Originally Posted by vincisonfire
Show that, for any nonconstant $p(x) \in F(x)$, there is a ﬁeld K containing F such that p(x) splits over K.
I know that if q(x) is any nonconstant polynomial with coeﬃcients from F , then there a ﬁeld L containing F such that there is a root of q(x) in L.
Now suppose p(x) is the product of irreducible polynomials $q_i(x)$ then we can take $L_i = F(x)/q_i(x)$ to be the field in which $q_i(x)$ has a root.
My question is : would the direct sum of these fields be a field over which p(x) would split (supposing that in $L_i$, $q_i(x)$ splits )?
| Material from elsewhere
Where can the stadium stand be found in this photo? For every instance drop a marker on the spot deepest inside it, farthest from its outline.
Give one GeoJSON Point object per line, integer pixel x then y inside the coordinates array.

The main result is that if $f(x)$ is a non-constant polynomial in $F$ there exists an extension field $K$ such that there is $\alpha \in K$ so that $f(\alpha) = 0$. Given a non-constant polynomial $p(x)$ of degree $n$ you can construct $K_1$ so that $K_1$ is an extension field that $\alpha_1 \in K_1$ with $f(\alpha_1)=0$. Think of $p(x)$ as a polynomial in $K_1$ since it has $\alpha_1$ as a zero it means $p(x) = (x-\alpha_1)p_1(x)$ where $p_1(x)\in K_1[x]$. But that means there is a field $K_2$ so that $K_1\subseteq K_2$ and there is $\alpha_2\in K_2$ with $p_2(\alpha_2)=0$. And so this means $p(x) = (x-\alpha_1)(x-\alpha_2)p_2(x)$ if viewed as a polynomial in $K_2$. Continuing in this way we can construct, $F\subseteq K_1\subseteq K_2\subseteq ... \subseteq K_n$ so that the entire polynomial (which has degree $n$) can be written into linear factors over $K_n$.